At the portfolio level, ratings have been a reliable ordinal predictor over four decades — lower-rated issuers default at higher cumulative rates than higher-rated issuers. At the individual issuer level, accuracy is more limited; specific corporate failures often surprise the market and the agencies. The right way to think about ratings is as a useful classification system, not as a precise probability forecast.
Why are ratings considered Schelling points more than risk forecasts?
Because the financial system has built layers of regulation and contracts that explicitly reference rating thresholds. Insurance risk-based capital, central bank collateral haircuts, ETF inclusion criteria, and pension fund mandates all use letter grades as binary triggers. This means a rating change moves capital regardless of whether the change reflects new information — the system pre-committed to act on the label.
How did rating agencies fail in the 2008 crisis?

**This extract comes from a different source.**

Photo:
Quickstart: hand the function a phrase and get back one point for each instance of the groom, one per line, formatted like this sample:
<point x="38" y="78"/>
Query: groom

The failure was concentrated in structured finance, not corporate ratings. Agencies rated mortgage-backed securities and CDOs using correlation assumptions that broke when housing prices fell nationally for the first time in modern history. The combination of the issuer-pays model, intense competition, and modeling of unprecedented assets produced AAA ratings on tranches that lost most of their value. Reforms after 2010 reduced this risk in structured products but did not eliminate it.